Real limitations for the Latin American professional user
- Political censorship: not evasive, it's categorical on Chinese-government topics. If your work brushes geopolitics, journalism, Asian market analysis, it's a product limitation.
- Spanish quality: acceptable but with idiomatic and cultural errors more frequent than in Claude/GPT/Gemini. The training data is dominated by English and Chinese.
- Output safety: less worked through than in models aligned with constitutional AI or enterprise-grade RLHF. More prone to producing inappropriate outputs in edge cases.
- Privacy and jurisdiction: data sent to official Chinese APIs potentially falls under Chinese jurisdiction. For regulated enterprises, compliance is an open question corporate legal departments are only beginning to answer.
- Latency: for Latin American users, latency from chat.deepseek.com or chat.qwen.ai can be higher than Claude/ChatGPT (which have global edge presence). Mitigated by using Together, Fireworks, Groq or other providers hosting Chinese models on American infrastructure.
Editorial thesis: the end of the compute moat
The official story of 2022-2024 was: "the moat of frontier labs is compute — nobody else has the H100s or the capital." The real story of 2025 is: compute helps, but it isn't enough of a moat. DeepSeek showed that a relatively small team, with hardware restrictions, reaches the frontier with a better recipe. That's a strategic piece of news the industry is still digesting.
What does it mean for a professional in Buenos Aires, São Paulo or Mexico City? Three concrete things:
One, per-token cost will keep falling. Chinese APIs compete on price, American ones have to respond. For high-volume use cases (customer service, mass analysis, content generation at scale), the cost of AI stops being the constraint.
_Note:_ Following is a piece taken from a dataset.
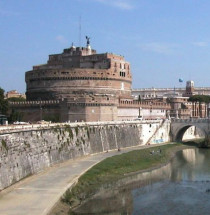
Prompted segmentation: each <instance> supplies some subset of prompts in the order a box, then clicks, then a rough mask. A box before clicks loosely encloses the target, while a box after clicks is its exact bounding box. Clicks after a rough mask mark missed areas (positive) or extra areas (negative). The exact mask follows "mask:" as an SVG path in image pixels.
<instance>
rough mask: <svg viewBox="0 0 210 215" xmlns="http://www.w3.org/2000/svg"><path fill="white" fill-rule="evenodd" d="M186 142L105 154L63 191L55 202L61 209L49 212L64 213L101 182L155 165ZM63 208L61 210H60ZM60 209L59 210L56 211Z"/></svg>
mask: <svg viewBox="0 0 210 215" xmlns="http://www.w3.org/2000/svg"><path fill="white" fill-rule="evenodd" d="M184 148H189V146H187V145H184V144H181V143H175V144H167V145H162V146H155V147H150V148H145V149H140V150H134V151H131V152H128V153H125V154H121V155H117V156H113V157H109V158H107V159H105V160H103V161H102V162H100V163H98V164H97V165H95V166H94V167H92V168H91V169H90V170H88V171H87V172H86V173H85V174H84V175H82V176H81V177H80V178H79V180H78V183H77V184H76V185H75V186H74V187H73V188H72V189H71V190H70V189H69V190H67V192H66V193H65V194H64V196H63V198H62V201H61V202H60V203H59V208H61V210H53V213H51V214H56V215H59V214H67V213H66V212H64V211H66V210H67V208H69V206H70V207H74V206H76V205H79V204H80V203H81V202H82V201H84V200H85V199H87V198H90V197H91V196H92V195H94V194H95V193H96V192H97V190H98V189H99V188H100V187H101V186H102V185H104V184H111V183H112V182H114V181H117V180H118V179H121V178H123V177H126V175H128V174H132V173H134V172H139V171H146V170H149V169H152V168H156V167H159V166H161V165H164V164H166V163H168V162H169V161H170V159H171V158H172V156H173V155H174V154H175V152H177V151H179V150H182V149H184ZM62 210H63V212H64V213H62V212H61V211H62ZM59 211H60V212H59Z"/></svg>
Two, local models become a real option. For privacy or offline tasks, being able to run a decent model on your own laptop changes the math. It doesn't replace Claude for critical tasks, but it covers 70% of daily use for free.
Three, dependence on a single lab decreases. The professional stack for the next year isn't "Claude or ChatGPT" — it's "Claude or ChatGPT as default, DeepSeek/Qwen as a high-volume alternative, local as a privacy option." That three-layer architecture is more robust and cheaper than 2023's dependency.
For the Spanish speaker producing serious professional work, the 2026 recommendation stays Claude, ChatGPT or Gemini as primary horses. But knowing that a free open-weight version of technical reasoning at o1 level exists, works, and is free changes the conversation about how wide the American labs' moat really was. It wasn't that wide. 2025 proved it.